Outra justificativa da bronca deve referir-se à qualidade
poética da geração de 45, significativa e sinteticamente descrita na citação do
verso famoso de Manuel Bandeira, que lemos nos últimos parágrafos do ensaio de
Merquior: “a poesia que poderia ter sido e não foi”. (2013, p.58) Adonias
Filho, no prefácio à Antologia da nova
poesia brasileira, destaca que os versos da geração de 45 ansiaram por
classicizar o modernismo, donde, em muitos casos, o retorno sistemático à
regularidade métrica, à rima, ao léxico e à sintaxe solenes, em contraste com o
suposto desleixo dos modernistas de 1920. Também Fernando Ferreira Loanda
situou-se entre os que enxergavam uma “vizinhança” entre os poetas de 45,
marcados pelo “rigor formal em proveito de uma temática que se interioriza,
[...] em busca dos extremos valores humanos”, (1970, p.15) e “o clássico
modernista” de um Cassiano Ricardo e de um Carlos Drummond de Andrade, os quais
“não cedem o mínimo à estrutura e à expressão na tessitura de um verso
incensurável”. (1970, p.15)
Ora, José Guilherme Merquior saudou, no próprio Razão do poema e em textos posteriores, o
modernismo classicizado de Claro enigma
e de muitos versos de Murilo Mendes. Contudo, a sintonia de propostas daria
frutos de sabores distintos: para Merquior, a classicização do modernismo de
Drummond, de Murilo e de Cabral “foi”; o de 45 “poderia ter sido, mas não foi”.

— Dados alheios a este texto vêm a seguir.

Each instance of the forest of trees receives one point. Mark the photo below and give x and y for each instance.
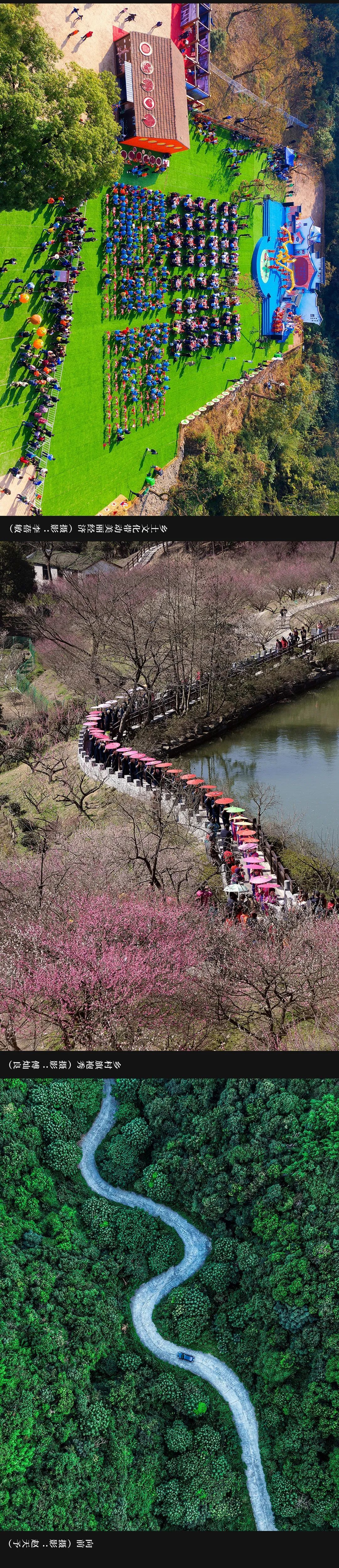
(100, 1436)
(285, 458)
(45, 146)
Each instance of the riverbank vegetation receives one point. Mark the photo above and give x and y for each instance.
(101, 930)
(283, 462)
(96, 1432)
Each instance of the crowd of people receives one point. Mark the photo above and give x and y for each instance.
(162, 245)
(142, 376)
(137, 245)
(233, 843)
(40, 365)
(203, 245)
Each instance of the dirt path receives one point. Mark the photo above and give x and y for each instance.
(197, 1249)
(98, 51)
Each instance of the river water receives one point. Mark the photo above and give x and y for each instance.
(293, 749)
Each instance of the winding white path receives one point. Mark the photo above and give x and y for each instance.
(197, 1249)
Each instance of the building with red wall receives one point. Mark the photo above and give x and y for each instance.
(153, 109)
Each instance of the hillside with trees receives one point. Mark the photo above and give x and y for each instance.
(98, 1434)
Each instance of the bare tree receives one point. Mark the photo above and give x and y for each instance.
(264, 797)
(159, 851)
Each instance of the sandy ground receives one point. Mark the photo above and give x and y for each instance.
(10, 506)
(98, 51)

Ou, palavras do próprio Merquior, “o lirismo bem Kitsch da maior parte da geração de 45” teria, na verdade,
efetivado uma “desmodernização da poesia”.
(1983, p.146)
Há quem, mais recentemente, conteste julgamentos e
compreensões como a de Merquior em torno da geração de 45, alegando a
heterogeneidade de um grupo que, por isso mesmo, sequer deveria ser denominado
de “geração”. No caso específico de “A falência da poesia...”, não se pode
acusar seu autor de ignorar as distinções poéticas, mesmo qualitativas, entre
um e outro poeta aí comentado. Concordando-se ou não com a aplicabilidade
conceitual ou a validade ontológica do termo geração para agrupar Ledo Ivo,
Domingos Carvalho da Silva, Bruno Rivera & Cia., o fato principal é que
José Guilherme Merquior alveja determinada postura que ele verificou no
comportamento literário de alguns desses nomes que estrearam na década de 1940.

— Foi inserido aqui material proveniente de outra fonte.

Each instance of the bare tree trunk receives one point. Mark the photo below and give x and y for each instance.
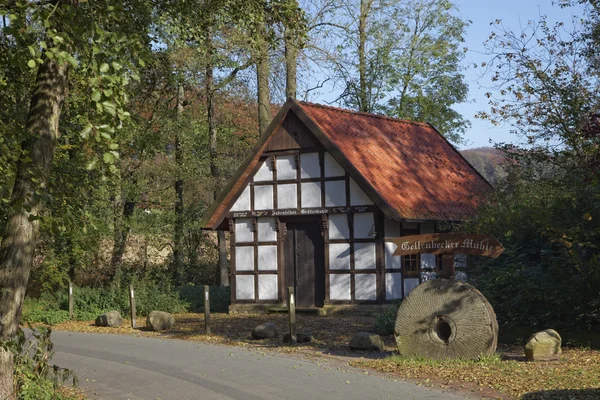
(264, 93)
(214, 170)
(178, 235)
(124, 208)
(21, 229)
(291, 59)
(363, 100)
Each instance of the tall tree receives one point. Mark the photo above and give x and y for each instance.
(402, 59)
(59, 35)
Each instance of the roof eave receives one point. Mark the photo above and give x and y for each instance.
(256, 151)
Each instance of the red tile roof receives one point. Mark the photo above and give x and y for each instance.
(413, 172)
(412, 167)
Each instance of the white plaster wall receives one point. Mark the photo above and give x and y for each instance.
(267, 287)
(310, 166)
(391, 261)
(311, 194)
(339, 287)
(410, 225)
(363, 223)
(244, 258)
(244, 287)
(243, 230)
(428, 275)
(243, 202)
(339, 256)
(427, 261)
(365, 287)
(364, 256)
(460, 260)
(393, 286)
(332, 168)
(267, 258)
(391, 228)
(265, 172)
(335, 194)
(357, 196)
(263, 197)
(286, 167)
(287, 196)
(410, 284)
(266, 229)
(338, 226)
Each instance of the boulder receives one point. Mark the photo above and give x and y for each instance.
(300, 338)
(159, 320)
(111, 318)
(366, 341)
(544, 346)
(267, 330)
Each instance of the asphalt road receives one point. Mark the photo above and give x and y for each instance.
(125, 367)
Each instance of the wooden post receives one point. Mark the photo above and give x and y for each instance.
(207, 309)
(70, 300)
(132, 305)
(292, 312)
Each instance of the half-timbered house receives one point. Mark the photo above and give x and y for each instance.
(315, 205)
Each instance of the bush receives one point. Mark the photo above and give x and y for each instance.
(88, 303)
(386, 320)
(193, 295)
(43, 310)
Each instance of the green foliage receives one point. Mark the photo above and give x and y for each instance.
(36, 378)
(385, 322)
(549, 274)
(410, 67)
(220, 297)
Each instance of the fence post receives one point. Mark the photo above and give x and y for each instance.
(70, 300)
(292, 312)
(207, 309)
(132, 305)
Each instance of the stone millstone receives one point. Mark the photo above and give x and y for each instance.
(111, 318)
(544, 346)
(159, 320)
(444, 318)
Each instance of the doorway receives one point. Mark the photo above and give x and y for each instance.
(304, 262)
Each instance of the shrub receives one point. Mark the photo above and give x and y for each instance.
(193, 295)
(386, 320)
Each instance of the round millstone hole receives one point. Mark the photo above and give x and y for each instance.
(443, 329)
(444, 318)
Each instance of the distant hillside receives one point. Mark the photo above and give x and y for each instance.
(488, 161)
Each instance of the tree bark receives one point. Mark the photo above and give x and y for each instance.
(214, 170)
(22, 226)
(363, 98)
(178, 234)
(291, 60)
(124, 208)
(264, 93)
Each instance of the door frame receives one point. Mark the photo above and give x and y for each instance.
(309, 219)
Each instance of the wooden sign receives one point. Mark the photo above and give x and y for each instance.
(449, 243)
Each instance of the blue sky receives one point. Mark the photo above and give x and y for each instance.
(513, 13)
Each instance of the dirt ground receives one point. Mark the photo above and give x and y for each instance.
(505, 376)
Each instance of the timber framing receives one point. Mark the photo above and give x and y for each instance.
(318, 202)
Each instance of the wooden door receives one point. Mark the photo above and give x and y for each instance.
(305, 263)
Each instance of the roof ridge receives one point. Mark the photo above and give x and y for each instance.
(362, 113)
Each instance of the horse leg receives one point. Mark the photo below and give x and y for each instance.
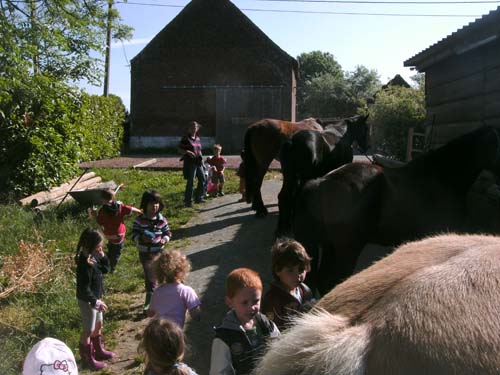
(257, 202)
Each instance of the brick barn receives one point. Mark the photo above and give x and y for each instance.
(211, 64)
(462, 80)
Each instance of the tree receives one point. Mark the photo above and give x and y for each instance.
(363, 82)
(396, 109)
(57, 38)
(315, 64)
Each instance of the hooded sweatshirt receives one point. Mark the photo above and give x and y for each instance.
(235, 350)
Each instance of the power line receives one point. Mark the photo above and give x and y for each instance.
(387, 2)
(316, 12)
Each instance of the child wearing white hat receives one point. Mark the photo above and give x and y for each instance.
(50, 357)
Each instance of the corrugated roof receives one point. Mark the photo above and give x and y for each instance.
(214, 23)
(476, 33)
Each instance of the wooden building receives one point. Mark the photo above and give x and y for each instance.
(211, 64)
(462, 80)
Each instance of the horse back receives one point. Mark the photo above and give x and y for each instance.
(431, 307)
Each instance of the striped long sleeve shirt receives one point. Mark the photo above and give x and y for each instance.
(148, 233)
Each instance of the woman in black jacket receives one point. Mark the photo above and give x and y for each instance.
(91, 264)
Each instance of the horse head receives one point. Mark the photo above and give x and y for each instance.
(358, 131)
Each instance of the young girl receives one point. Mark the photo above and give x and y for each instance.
(172, 299)
(151, 233)
(163, 346)
(92, 263)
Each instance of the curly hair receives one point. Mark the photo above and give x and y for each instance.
(151, 196)
(288, 253)
(170, 266)
(163, 346)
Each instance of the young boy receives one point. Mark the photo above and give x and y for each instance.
(110, 217)
(242, 336)
(218, 163)
(288, 294)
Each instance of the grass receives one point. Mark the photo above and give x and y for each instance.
(48, 307)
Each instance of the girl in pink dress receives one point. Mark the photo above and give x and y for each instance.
(172, 299)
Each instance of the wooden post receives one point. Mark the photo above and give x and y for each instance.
(409, 145)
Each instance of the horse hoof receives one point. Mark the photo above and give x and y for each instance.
(261, 213)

Inicialmente, a referência de avaliação adotada não apenas
por Merquior, mas por quase todos os críticos que emitiram opinião, favorável
ou desfavorável, acerca da geração era o modernismo. Dentre os primeiros a
recepcionarem os então novos poetas, Alceu Amoroso Lima classificava-os em 1947
como neomodernistas, dada a continuidade, segundo o crítico, que pareciam estabelecer
em relação à literatura de entre 1920 e 1930. No mesmo ano, Sérgio Milliet assinalava
em contrapartida o antimodernismo de 45, diagnóstico endossado por José
Guilherme Merquior.
Antonio Candido dará depoimento muito interessante a
respeito do tema. Confessando ter acompanhado aqueles leitores e críticos que,
nos anos 30 e 40, se animavam “mais com o modernismo como crítica do que com o
modernismo como invenção”, Candido aponta na geração de 45 mudança do acento
político dessa recepção do legado dos primeiros modernistas, os quais teriam
sido atacados pelos então novos poetas, sobretudo, “por motivos estéticos”. (2004,
p.74)
Fosse como fosse, também João Cabral de Melo Neto interveio
ele mesmo no debate, no qual se tocava, tantas vezes, no seu nome. Em quatro
artigos veiculados pelo Diário carioca,
em 1952, conjunto intitulado “A geração de 45”, o poeta avaliou o grupo, de
modo a não se identificar, pelo menos explicitamente, como um de seus
integrantes, cujo “denominador comum”, aliás, ainda não havia sido
“estabelecido com a desejada precisão”. (1999, p.741)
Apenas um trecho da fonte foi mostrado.